Saya suka menyelesaikan menjawab CPPS dengan dibantu mbah Kakung. Karena tiap minggu selalu mengisi CPPS (tetapi saya tidak pernah mengirimkan jawaban ke redaksi PS meskipun untuk sekedar mendapatkan hadiah), iseng-iseng saya membuat naskah CPPS. Dan ternyata dimuat! Saya senang bukan main. Saat itu saya klas 2 SMA. Honor yang saya terima Rp 3.000,-. Jaman sekolah dulu, murid yang dapat wesel ditulis di papan depan kantor TU. Naskah CPPS pertama dimuat di PS Nomor 29 tahun 1985 kemudian secara rutin saya mengirim naskah CPPS, terakhir dimuat di PS Nomor 23 tahun 1993. Karena kesibukan saya bekerja, tidak sempat lagi membuat naskah CPPS.

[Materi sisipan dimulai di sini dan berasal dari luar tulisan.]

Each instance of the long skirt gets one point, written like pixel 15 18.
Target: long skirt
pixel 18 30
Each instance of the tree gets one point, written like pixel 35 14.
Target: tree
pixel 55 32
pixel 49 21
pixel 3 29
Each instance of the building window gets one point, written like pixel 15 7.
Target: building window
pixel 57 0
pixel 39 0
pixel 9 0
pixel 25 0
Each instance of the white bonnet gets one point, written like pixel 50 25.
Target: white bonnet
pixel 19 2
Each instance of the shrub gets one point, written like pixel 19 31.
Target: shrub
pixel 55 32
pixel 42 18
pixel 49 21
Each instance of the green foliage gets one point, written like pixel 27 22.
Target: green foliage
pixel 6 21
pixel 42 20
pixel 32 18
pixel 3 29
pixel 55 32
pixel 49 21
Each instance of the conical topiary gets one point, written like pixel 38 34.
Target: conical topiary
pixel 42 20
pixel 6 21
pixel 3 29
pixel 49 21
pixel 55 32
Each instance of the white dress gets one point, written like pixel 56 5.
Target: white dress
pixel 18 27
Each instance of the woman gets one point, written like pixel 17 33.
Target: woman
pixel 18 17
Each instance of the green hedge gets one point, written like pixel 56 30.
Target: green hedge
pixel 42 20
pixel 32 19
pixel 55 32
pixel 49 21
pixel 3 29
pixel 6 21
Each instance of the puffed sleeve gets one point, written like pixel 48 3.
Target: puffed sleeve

Saya juga tidak sempat membaca PS selama 10 tahun, semenjak bekerja di luar Jawa dan tinggal di Karawang. Tahun 2001, pas mudik ke Solo di lapak koran di Jalan Slamet Riyadi, saya melihat PS dan saya membelinya. Kembali ke Karawang, saya kirim surat ke Tata Usaha PS untuk berlangganan. Dan berlangsung sampai saat ini. Salah satu alasan saya berlangganan PS untuk nguri-uri bahasa, sastra dan budaya Jawa, meskipun di rumah yang membaca saya dan ibunya anak-anak, sedangkan anak-anak saya sedikit sekali mengerti bahasa Jawa.
Sebagai hiburan, kadang saya minta anak saya membaca salah satu artikel di PS dengan suara yang dikeraskan. Karena lingkungan mereka ada di budaya Sunda, maka ucapan mereka terdengar lucu.